Sein erstes Engagement erhielt Caffarelli in Rom, wo er im Karneval 1726 in der Oper Valdemaro von Domenico Sarro debütierte. In den folgenden Jahren eroberte Caffarelli die Bühnen der Iberischen Halbinsel im Sturm, wobei er mehrmals gemeinsam mit seinem großen Rivalen Farinelli auftrat. Nach dessen Abschied von der Opernbühne war Caffarelli unangefochten der berühmteste Sänger Italiens – wie sein Lehrer Porpora vorausgesagt hatte.
1738 folgte er einer Einladung an das von Georg Friedrich Händel geleitete Haymarket Theatre in London, wo er in den Uraufführungen von Händels Opern Faramondo und Serse mitwirkte. Für Caffarelli schrieb Händel die berühmte Arie „Ombra mai fu“ aus Serse (allgemein als „Largo von Händel“ bekannt), dieser fand jedoch an Händels Musik wenig Geschmack (und Händel seinerseits keinen Gefallen an Caffarellis Interpretation). Da ihm auch England selbst nicht behagte, kehrte er nach Ende der Saison in seine Heimat zurück. Dazu muss jedoch angemerkt werden, dass selbst Farinelli, kurz bevor Caffarelli nach England kam, schon keine großen Erfolge mehr erringen konnte, was zum größten Teil an den schlechten Opern lag, die er singen musste, aber auch daran, dass das Interesse der Engländer an der italienischen opera seria generell nachzulassen begann und sie sich verstärkt dem „heimischen“ Musiktheater zuwandten. Caffarelli soll sich auch erst dazu bereiterklärt haben, nach London zu reisen, nachdem klar war, dass sein größter Rivale Farinelli in Spanien bleiben und nicht nach England zurückkehren würde. Interessant ist auch, dass es Händel geschafft hatte, Caffarelli dazu zu bewegen, seine Auftrittsarie „Ombra mai fu“ ganz zu Beginn der Oper zu singen, da der wichtigste Sänger ansonsten nicht in den ersten Minuten auf der Bühne erscheint. Anders als es heute in Opernhäusern üblich ist, herrschte vor allem in den ersten Minuten im Zuschauerraum stets eine große Unruhe, weshalb die wichtigen Arien des „Superstars“ dann natürlich nicht in diesen Zeitraum gelegt wurden. Außerdem reagierte Caffarelli sehr ungehalten auf jede Art Störung aus dem Publikum, während er sang.

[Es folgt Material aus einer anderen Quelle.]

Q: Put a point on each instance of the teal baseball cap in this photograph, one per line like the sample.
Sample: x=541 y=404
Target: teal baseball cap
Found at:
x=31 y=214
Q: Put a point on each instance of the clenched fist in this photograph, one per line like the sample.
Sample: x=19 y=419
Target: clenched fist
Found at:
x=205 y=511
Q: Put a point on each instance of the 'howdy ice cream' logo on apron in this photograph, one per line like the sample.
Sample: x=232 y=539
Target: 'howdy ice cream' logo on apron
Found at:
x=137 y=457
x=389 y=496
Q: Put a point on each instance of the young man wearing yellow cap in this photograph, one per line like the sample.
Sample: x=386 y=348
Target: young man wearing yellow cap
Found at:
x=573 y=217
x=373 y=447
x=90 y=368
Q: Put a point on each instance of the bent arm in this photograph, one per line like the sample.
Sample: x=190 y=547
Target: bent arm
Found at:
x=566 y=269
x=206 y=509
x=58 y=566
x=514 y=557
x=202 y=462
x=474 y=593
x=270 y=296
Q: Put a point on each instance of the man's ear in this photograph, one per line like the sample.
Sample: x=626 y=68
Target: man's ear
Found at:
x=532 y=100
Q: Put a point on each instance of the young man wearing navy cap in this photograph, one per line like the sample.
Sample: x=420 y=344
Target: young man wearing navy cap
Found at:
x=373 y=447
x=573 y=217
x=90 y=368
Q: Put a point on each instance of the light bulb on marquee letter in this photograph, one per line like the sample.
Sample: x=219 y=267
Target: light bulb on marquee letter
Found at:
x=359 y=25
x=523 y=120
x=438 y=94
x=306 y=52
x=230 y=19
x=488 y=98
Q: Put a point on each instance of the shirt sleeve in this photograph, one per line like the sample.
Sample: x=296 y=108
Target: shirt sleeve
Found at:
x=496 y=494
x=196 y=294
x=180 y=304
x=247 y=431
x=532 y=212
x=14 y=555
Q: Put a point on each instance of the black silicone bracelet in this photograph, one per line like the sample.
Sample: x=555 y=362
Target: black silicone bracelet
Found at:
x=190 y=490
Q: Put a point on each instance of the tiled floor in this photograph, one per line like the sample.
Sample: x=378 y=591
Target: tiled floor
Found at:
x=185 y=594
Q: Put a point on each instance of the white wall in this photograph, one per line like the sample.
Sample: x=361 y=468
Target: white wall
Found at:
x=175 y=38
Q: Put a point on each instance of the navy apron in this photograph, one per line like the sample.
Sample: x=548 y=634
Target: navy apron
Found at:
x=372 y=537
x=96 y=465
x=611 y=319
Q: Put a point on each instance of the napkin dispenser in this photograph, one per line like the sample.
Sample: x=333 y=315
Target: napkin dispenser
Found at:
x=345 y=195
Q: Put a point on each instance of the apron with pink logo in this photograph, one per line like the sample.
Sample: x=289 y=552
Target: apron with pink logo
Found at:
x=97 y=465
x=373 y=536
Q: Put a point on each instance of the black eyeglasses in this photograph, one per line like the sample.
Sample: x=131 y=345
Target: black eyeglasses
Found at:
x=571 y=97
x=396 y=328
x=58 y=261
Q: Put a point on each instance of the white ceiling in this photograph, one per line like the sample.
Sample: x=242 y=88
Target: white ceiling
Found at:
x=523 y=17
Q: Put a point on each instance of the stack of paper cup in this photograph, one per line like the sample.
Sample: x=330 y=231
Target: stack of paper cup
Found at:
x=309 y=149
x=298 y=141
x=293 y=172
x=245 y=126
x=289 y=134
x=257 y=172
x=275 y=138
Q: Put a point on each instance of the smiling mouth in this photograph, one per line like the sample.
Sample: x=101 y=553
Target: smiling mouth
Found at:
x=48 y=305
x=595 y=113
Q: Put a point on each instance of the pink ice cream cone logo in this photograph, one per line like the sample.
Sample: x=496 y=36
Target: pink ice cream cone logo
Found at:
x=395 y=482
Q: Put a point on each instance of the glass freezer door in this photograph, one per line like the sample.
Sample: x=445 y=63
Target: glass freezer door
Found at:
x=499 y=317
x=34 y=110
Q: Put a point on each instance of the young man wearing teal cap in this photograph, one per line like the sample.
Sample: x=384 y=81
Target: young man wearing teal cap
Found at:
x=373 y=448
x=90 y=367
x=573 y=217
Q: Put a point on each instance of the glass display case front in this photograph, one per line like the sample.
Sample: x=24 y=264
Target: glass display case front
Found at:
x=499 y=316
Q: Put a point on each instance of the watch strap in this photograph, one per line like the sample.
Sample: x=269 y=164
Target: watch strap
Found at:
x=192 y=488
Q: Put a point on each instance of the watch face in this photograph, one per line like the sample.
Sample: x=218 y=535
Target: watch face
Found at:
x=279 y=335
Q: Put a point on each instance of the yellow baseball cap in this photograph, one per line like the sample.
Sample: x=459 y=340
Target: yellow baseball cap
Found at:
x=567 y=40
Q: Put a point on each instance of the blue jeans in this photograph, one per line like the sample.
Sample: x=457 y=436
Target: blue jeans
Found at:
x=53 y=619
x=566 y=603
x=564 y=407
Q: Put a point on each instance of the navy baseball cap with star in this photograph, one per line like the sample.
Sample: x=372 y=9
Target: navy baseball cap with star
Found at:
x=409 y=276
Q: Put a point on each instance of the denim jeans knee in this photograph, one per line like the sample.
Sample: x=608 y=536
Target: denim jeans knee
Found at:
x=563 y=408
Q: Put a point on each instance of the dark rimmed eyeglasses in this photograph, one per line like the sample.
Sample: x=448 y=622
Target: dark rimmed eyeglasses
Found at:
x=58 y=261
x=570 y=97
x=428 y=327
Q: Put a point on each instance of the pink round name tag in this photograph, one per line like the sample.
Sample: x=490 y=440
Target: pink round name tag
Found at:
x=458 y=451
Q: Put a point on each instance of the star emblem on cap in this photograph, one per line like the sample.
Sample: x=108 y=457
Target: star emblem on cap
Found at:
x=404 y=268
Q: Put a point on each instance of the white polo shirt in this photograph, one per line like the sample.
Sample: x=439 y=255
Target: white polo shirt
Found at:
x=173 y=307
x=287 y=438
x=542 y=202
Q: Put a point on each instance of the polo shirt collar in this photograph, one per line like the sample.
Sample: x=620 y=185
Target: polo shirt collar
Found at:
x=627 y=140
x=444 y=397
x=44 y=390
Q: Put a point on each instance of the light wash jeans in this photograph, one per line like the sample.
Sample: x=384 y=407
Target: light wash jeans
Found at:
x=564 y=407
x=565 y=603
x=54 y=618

Caffarellis unaufhaltsame Karriere war immer wieder von Skandalen begleitet, die seinem Ansehen jedoch nicht ernstlich schadeten. Ein bezeichnender Vorfall aus dem Jahre 1739 macht dies deutlich: Caffarelli prügelte sich in einer Kirche mit einem Kollegen, von dem er sich beleidigt glaubte. Er wurde wegen Gotteslästerung angeklagt, aber vom bourbonischen König Karl III. begnadigt. Der König wünschte nämlich, dass Caffarelli in Madrid die Hochzeitsfeierlichkeiten seines jüngeren Bruders mit seinem Gesang verschönern solle. Mit der Altistin Vittoria Tesi reiste Caffarelli für ein Jahr nach Spanien. Nach seiner Rückkehr konzentrierte er seine Auftritte überwiegend auf Neapel, unterbrochen durch ein Gastspiel in Wien im Jahre 1749. Dort musste er den einzigen nennenswerten Misserfolg seiner Karriere hinnehmen, als es dem jungen Tenor Anton Raaff gelang, den arrivierten Star in der Gunst des Publikums auszustechen. Der Librettist Metastasio berichtete Farinelli nicht ohne Schadenfreude vom Scheitern Caffarellis in Wien. Caffarelli entschuldigte sich, laut Metastasio, für seinen nicht gelungenen Auftritt damit, dass ihn die Anwesenheit der hohen Herrschaften so verwirrt hätte, dass er nicht imstande gewesen sei, sich auf seinen Gesang zu konzentrieren. Verunsichert durch dieses für ihn ungewohnte Fiasko legte der erfolgsverwöhnte Caffarelli ein sehr bescheidenes Verhalten an den Tag. Metastasio schrieb Farinelli, dass er Caffarelli zurzeit nicht mehr wiedererkennen würde.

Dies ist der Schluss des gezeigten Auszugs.